Social television does more than just give people something to collectively chatter about on a social network; it engages them emotionally:

“When people used Facebook, Twitter or GetGlue while watching TV, their emotional engagement was 1.3 times higher than that of solo TV viewers.”

This has a lot of different implications for advertisers.

Twitter Relaunches Its Twitter For Business Site With More Content, New Video [from Marketing Land; written by Matt McGee]

“Twitter has also published a new video that, in my opinion, is the most effective messaging the company has offered yet for businesses — not just why, but also how to do business on Twitter. It’s basic and meant for beginners, but there’s a lot of information packed into a little more than two minutes.”

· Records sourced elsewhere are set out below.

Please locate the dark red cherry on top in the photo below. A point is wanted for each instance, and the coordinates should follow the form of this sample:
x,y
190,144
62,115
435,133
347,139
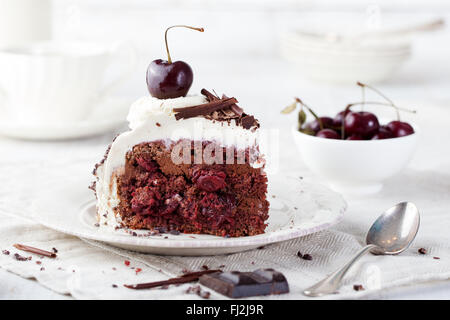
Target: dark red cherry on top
x,y
400,129
314,125
167,79
328,134
361,123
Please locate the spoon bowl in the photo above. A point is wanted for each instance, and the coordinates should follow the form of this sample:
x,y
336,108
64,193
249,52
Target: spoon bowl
x,y
395,229
390,234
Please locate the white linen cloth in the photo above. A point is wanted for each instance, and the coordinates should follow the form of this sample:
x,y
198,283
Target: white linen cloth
x,y
88,270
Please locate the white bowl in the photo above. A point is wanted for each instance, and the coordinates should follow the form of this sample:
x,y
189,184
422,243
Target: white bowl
x,y
356,166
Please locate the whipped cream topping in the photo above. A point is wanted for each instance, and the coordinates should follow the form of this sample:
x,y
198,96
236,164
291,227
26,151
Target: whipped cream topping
x,y
153,119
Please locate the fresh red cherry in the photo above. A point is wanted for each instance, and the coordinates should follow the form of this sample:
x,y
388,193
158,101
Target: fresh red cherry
x,y
314,125
339,118
167,79
355,137
400,129
362,123
328,134
383,133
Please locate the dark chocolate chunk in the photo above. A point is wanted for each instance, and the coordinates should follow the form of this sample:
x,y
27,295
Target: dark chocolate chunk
x,y
422,251
237,284
358,287
307,257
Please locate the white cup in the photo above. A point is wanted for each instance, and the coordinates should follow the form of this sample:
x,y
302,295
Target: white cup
x,y
51,82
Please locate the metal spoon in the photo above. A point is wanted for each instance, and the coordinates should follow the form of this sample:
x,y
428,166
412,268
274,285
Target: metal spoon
x,y
390,234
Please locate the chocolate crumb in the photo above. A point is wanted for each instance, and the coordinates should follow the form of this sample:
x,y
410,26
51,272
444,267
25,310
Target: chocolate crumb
x,y
18,257
358,287
198,291
307,257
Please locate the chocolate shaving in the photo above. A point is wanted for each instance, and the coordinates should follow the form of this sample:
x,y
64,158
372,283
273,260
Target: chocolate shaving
x,y
211,97
218,109
35,250
185,278
203,109
247,122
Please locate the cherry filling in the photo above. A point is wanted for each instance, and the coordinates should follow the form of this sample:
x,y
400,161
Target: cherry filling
x,y
154,194
217,199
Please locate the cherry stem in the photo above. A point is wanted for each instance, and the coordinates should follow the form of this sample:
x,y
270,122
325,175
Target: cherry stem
x,y
169,59
397,109
380,103
310,110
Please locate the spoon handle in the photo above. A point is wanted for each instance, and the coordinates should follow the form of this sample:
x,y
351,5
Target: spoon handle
x,y
331,283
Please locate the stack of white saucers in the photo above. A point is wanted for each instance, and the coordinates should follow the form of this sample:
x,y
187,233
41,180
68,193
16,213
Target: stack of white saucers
x,y
342,59
345,48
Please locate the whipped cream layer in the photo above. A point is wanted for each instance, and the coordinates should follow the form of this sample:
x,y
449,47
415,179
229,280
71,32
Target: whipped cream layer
x,y
152,119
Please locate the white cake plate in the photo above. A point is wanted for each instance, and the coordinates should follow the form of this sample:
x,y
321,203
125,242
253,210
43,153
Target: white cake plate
x,y
297,208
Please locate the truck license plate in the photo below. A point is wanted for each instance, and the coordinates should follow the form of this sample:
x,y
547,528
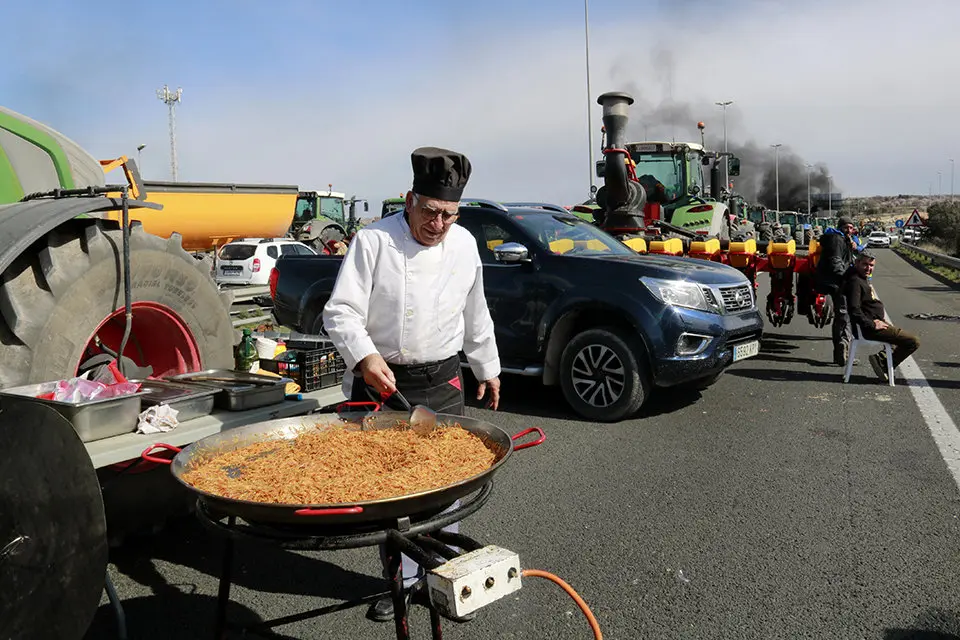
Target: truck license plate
x,y
746,350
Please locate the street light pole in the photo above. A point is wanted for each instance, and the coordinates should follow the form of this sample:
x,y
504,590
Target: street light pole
x,y
586,29
726,159
777,149
951,179
830,195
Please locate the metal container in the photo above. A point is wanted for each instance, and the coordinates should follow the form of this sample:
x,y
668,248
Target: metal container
x,y
238,391
190,401
92,420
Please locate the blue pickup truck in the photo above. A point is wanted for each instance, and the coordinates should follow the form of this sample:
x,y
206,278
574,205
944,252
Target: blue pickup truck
x,y
574,306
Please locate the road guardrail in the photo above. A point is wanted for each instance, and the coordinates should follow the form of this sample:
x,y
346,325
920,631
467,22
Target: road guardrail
x,y
937,258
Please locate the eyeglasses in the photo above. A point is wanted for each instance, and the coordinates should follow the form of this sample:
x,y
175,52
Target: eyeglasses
x,y
433,212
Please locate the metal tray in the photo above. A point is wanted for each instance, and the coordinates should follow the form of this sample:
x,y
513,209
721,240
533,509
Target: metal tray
x,y
238,391
93,420
190,401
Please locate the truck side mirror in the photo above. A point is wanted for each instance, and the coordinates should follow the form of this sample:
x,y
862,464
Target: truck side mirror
x,y
511,252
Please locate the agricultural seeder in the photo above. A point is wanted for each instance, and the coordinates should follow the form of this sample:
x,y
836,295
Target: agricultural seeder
x,y
791,273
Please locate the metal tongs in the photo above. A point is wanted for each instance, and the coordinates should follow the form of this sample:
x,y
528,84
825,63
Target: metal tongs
x,y
422,419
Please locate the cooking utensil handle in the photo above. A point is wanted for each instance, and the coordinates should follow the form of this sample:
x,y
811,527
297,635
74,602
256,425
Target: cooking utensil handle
x,y
539,440
336,511
149,458
399,396
375,405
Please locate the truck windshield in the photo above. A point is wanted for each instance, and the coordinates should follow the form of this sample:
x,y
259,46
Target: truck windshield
x,y
561,234
390,208
305,212
667,168
331,208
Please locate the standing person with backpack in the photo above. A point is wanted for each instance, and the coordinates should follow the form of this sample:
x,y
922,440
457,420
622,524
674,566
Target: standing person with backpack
x,y
836,260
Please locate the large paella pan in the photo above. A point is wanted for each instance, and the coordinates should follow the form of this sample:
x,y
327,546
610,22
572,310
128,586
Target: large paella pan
x,y
359,514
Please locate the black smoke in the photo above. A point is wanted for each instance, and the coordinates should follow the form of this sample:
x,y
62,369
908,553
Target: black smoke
x,y
671,120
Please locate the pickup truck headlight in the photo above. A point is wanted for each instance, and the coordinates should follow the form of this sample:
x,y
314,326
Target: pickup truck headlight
x,y
680,293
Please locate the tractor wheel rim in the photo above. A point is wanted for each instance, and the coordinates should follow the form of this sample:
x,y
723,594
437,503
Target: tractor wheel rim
x,y
159,338
598,375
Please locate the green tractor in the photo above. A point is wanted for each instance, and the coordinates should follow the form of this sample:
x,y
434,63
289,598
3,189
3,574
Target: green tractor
x,y
392,205
323,217
672,173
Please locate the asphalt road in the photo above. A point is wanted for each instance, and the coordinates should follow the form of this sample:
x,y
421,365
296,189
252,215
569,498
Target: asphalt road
x,y
780,503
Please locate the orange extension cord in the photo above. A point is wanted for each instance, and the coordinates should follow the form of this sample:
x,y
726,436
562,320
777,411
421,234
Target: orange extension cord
x,y
536,573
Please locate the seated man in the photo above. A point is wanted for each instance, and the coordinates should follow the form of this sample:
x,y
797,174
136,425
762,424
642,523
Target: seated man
x,y
866,310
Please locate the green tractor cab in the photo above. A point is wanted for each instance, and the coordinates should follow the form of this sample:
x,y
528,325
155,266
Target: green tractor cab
x,y
672,173
323,217
391,206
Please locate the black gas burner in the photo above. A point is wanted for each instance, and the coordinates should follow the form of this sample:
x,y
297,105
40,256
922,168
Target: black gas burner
x,y
418,536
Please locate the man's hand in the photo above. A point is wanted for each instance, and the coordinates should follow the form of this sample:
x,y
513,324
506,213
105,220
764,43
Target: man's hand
x,y
494,385
377,374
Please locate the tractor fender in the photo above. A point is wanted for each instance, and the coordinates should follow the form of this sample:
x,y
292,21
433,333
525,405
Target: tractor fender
x,y
24,223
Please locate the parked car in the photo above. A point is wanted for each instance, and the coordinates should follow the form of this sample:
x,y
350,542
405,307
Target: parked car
x,y
573,306
878,239
249,261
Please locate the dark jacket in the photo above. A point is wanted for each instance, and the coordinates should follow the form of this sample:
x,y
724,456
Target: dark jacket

More from Twitter Dev: Mobile app deep linking and new cards [from Twitter's Developers blog; written by Jason Costa]

A breakdown of Twitter’s new card capabilities, straight from the development team.

4 Types of Content Consumption (Research) | Content Marketing: How We Use Multiple Devices [from Heidi Cohen's blog; written by Heidi Cohen]

Social Spider-Webbing is the opposite of Investigative Spider-Webbing in that it’s extroverted. Focused on sharing and connecting, it allows viewers to connect with others (both friends and like minded individuals) while watching live events and television shows.

Overwhelmingly social spider webbing makes solitary content consumption a social activity. More than two out of five respondents use it to connect with others. About a third use it habitually. About one in four chooses social spider webbing to enhance their enjoyment of their content consumption.”

You can find the link to the full study here.

And before you ban Facebook at the office:

Social Media: Not the Productivity Killer You Thought? [from Inc; written by Francesca Louise Fenzi]

“This tiny group of social network butterflies, however, ranked as the most efficient. Employees who belonged to more than five social networks had a 1.6 percent higher sales conversion than their counterparts and a 2.8 percent lower average call time.

While the data is interesting, it’s next to impossible to determine causation. But Mike Houseman, the managing director of Evolv, posits that performance may be linked to the sociability of employees who belong to several online networks.”